How Zhongtong Boosted Software Quality with a Scalable Code Coverage System
This article explains how Zhongtong implemented a Java‑based code‑coverage service using Jacoco, integrated it into their CI pipeline, generated multi‑dimensional coverage reports, and refined testing workflows to improve software quality and reduce untested code.
Overview
Code coverage measures the proportion of source lines executed during testing, helping to identify gaps in test cases and improve software quality. Analyzing coverage reports reveals untested code and highlights newly added or modified code, prompting timely updates to test suites.
Zhongtong Code Coverage Implementation
Before describing the concrete solution, Zhongtong uses the open‑source tool Jacoco, which works with Java server projects and provides clear coverage statistics without modifying source code, thanks to its on‑the‑fly instrumentation mode.
The overall service flow is illustrated below:
The process works as follows:
When a project is deployed, Jacoco injects probes into the JVM to record which lines are executed by manual or automated test cases.
After deployment, the release platform (Stellar) pushes version information (Git URL, branch, commit ID, etc.) to the quality‑control platform for storage.
Testers trigger the coverage service from the quality‑control platform by selecting a branch and comparison mode.
The service retrieves the corresponding source code from Git and the probe‑generated dump file to produce a coverage report.
Additional features were developed to suit Zhongtong’s business scenarios, improving usability:
During release, users can optionally enable Jacoco instrumentation, embedding the probe insertion seamlessly into the deployment workflow.
The platform supports generating full, branch‑incremental, and incremental reports, each offering different granularity for coverage analysis.
Multiple execution agents are clustered to boost efficiency, and data is transferred between services via queues for reliability.
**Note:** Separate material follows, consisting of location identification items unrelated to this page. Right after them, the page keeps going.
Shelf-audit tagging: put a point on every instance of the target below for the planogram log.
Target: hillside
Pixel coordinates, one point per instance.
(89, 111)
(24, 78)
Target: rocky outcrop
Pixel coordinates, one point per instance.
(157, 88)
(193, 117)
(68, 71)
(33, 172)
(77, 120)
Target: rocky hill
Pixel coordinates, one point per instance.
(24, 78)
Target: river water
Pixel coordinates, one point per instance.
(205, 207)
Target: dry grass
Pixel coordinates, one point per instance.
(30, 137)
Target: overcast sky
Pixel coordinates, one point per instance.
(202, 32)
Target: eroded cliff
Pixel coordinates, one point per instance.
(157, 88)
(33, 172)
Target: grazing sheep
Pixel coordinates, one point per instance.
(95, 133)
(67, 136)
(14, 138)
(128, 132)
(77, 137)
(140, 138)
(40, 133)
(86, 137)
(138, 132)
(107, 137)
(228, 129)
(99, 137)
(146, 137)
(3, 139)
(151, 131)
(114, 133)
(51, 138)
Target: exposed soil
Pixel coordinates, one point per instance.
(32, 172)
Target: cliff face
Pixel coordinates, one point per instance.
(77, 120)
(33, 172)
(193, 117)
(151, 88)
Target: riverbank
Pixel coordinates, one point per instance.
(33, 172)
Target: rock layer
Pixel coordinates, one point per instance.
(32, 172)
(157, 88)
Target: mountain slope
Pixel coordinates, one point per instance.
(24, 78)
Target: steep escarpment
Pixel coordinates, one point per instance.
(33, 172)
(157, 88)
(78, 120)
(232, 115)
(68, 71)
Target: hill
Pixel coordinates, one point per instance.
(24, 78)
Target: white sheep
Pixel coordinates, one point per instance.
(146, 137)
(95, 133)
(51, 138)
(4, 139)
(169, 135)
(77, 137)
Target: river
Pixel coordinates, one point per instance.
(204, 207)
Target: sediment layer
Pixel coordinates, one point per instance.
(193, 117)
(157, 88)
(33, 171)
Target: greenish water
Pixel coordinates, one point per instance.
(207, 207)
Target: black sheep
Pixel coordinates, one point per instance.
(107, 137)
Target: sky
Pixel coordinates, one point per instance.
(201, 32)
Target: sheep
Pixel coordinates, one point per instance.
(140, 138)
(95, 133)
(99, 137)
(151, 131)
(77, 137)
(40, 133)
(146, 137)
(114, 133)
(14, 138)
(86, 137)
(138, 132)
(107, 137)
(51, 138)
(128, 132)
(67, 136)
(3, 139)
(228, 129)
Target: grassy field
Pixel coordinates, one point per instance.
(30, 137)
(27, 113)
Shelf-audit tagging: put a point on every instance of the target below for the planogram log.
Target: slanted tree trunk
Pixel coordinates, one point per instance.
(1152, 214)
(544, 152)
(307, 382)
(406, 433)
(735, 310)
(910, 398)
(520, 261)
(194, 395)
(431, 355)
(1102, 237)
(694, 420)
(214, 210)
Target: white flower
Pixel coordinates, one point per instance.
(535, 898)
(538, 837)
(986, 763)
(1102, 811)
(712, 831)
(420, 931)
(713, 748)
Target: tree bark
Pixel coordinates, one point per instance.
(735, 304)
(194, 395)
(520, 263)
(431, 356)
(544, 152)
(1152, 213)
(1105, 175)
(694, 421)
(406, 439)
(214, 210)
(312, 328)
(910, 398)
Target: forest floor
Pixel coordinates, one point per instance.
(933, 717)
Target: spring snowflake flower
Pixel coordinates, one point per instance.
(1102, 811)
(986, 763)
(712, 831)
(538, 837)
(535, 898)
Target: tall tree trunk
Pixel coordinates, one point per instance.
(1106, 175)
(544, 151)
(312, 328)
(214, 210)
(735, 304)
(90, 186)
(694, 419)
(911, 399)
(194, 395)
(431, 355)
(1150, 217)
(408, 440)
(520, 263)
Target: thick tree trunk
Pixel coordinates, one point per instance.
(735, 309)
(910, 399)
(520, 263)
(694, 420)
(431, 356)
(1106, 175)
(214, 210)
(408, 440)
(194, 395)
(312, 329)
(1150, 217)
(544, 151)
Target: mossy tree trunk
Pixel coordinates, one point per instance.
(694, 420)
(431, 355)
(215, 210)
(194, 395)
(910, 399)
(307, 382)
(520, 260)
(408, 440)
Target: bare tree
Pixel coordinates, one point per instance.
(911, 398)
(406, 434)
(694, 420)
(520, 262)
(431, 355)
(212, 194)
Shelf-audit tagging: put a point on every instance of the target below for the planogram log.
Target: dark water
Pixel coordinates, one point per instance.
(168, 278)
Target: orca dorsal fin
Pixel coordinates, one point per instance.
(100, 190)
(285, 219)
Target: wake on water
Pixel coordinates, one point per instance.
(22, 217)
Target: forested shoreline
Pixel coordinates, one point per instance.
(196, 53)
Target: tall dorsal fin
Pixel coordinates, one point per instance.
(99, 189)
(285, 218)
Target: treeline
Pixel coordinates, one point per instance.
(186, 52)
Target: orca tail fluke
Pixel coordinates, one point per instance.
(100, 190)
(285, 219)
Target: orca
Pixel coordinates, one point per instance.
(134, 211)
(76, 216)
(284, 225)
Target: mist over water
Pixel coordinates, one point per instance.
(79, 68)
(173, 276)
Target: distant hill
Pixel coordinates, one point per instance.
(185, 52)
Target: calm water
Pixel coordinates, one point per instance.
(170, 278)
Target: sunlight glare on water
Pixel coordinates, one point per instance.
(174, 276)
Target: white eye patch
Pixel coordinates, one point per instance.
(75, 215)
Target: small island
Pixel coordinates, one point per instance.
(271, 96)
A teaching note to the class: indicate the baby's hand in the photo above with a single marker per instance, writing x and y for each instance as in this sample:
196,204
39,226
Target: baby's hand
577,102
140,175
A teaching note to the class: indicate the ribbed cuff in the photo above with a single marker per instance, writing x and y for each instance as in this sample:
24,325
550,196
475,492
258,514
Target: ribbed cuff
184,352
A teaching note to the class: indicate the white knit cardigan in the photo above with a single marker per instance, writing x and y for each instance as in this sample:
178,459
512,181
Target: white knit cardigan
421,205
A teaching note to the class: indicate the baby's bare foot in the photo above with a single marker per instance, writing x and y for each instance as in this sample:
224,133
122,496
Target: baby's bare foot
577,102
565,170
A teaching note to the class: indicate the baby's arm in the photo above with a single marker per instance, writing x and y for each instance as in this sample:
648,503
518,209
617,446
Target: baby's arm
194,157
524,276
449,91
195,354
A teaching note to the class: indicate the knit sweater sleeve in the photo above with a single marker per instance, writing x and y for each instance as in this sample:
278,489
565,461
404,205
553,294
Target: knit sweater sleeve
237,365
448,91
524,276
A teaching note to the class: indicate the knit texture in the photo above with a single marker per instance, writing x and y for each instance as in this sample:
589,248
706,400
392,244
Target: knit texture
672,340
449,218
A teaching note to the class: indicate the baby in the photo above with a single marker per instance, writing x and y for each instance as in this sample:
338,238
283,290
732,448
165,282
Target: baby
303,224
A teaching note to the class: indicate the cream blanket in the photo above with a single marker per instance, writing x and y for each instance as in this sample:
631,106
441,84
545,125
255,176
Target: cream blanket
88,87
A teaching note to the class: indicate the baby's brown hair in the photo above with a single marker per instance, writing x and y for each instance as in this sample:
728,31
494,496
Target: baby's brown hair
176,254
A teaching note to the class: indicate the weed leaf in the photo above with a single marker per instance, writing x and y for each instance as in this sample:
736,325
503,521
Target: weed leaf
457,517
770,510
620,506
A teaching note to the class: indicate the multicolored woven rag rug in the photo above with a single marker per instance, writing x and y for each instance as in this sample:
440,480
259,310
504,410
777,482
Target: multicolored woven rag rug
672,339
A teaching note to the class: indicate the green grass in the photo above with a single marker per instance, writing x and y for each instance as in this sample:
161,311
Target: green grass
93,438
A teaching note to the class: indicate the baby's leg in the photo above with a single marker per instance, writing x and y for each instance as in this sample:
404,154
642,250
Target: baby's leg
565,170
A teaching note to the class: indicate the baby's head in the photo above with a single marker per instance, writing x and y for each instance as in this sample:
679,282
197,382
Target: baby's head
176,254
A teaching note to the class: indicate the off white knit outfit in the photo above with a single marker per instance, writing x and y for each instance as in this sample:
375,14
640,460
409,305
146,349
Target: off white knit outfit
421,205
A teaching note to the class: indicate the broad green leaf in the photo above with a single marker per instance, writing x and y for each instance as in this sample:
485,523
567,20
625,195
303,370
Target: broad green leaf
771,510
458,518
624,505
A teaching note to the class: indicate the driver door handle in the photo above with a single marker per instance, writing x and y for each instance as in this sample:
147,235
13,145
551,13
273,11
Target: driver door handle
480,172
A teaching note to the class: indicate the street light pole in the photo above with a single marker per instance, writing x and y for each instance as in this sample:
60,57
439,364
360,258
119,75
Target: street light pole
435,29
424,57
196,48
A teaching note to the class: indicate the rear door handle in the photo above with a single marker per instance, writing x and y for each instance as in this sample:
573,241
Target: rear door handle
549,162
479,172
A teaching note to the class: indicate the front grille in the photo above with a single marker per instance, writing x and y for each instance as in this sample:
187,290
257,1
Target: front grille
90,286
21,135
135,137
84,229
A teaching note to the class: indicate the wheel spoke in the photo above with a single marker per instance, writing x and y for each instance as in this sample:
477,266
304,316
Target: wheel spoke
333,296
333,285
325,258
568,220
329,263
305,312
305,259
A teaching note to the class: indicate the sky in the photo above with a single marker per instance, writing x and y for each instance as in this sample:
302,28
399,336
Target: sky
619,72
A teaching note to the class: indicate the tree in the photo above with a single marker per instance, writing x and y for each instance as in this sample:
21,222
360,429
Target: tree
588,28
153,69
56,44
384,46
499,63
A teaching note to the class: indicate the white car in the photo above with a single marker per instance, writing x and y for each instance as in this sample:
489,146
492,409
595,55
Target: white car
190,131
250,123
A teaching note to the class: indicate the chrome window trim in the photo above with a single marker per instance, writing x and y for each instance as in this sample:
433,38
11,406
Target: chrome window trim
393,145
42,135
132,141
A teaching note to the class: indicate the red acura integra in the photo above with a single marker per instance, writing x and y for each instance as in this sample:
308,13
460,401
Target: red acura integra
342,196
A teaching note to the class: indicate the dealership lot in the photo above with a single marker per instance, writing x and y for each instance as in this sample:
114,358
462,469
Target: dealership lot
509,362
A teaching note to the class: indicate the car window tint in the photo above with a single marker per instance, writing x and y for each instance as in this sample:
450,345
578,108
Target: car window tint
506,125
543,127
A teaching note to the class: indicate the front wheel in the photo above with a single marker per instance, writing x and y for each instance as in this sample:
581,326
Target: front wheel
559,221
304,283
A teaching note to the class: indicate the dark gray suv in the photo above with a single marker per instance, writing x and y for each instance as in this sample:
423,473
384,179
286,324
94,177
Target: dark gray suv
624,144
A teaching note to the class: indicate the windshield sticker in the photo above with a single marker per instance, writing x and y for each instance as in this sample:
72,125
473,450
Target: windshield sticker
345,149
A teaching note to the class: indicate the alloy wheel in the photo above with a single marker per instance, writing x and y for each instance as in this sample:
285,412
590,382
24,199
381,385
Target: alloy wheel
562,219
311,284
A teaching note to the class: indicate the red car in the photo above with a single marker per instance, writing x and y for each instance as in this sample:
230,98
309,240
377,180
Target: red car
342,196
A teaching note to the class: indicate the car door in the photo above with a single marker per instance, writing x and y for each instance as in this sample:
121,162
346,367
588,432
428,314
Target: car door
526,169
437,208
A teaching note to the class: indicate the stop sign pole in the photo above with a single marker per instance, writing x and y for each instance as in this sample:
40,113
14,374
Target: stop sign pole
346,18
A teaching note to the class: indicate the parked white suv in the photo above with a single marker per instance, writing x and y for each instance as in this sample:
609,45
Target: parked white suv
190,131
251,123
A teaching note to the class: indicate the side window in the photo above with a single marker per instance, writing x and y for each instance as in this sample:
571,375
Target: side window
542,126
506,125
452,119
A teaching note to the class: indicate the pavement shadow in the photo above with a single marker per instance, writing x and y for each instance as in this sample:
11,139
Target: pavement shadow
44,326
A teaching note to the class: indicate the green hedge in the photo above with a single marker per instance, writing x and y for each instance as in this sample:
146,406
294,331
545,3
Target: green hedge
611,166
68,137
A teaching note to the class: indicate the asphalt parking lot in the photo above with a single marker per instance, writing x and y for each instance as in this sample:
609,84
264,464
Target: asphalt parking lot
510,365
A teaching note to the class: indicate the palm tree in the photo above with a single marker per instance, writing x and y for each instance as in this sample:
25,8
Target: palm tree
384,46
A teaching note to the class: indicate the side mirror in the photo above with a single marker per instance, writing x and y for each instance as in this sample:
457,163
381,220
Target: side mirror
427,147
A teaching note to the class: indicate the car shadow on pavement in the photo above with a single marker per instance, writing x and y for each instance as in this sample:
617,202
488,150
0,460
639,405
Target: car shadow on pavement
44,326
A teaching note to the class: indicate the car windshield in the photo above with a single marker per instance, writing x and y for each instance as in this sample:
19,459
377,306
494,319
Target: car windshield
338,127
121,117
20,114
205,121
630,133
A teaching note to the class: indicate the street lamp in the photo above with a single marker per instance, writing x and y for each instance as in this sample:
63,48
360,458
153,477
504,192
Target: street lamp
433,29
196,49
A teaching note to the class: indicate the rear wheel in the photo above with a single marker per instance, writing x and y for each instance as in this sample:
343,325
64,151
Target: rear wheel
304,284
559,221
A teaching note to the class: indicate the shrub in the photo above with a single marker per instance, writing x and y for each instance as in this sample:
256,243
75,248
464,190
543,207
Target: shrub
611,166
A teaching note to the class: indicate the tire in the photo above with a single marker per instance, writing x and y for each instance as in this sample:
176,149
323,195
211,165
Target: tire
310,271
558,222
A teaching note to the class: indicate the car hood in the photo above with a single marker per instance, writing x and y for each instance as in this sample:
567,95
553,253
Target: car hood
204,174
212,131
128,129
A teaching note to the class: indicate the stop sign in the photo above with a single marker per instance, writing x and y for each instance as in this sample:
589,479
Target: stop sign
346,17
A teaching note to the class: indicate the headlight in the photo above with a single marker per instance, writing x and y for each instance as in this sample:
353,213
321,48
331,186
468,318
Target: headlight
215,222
Testing Process and Practical Application
The typical testing workflow at Zhongtong, combined with code coverage, is shown below:
1. Developers create a feature branch from master, develop and self‑test, then submit for testing. 2. After smoke approval, testers run manual and automated tests, generate a branch‑incremental coverage report, and add test cases for uncovered code. 3. After code merge, regression testing is performed and another incremental report is generated to address any missed areas. 4. Once regression passes, the code is released.
Summary
In practice, code coverage helps discover missing test cases, refine test design, detect dead code, and highlight design flaws, thereby improving code quality. Zhongtong’s coverage service is now running in over 200 services across several departments, aiming for 70% statement coverage overall and 100% for core modules, with plans to roll out center‑wide within the next year.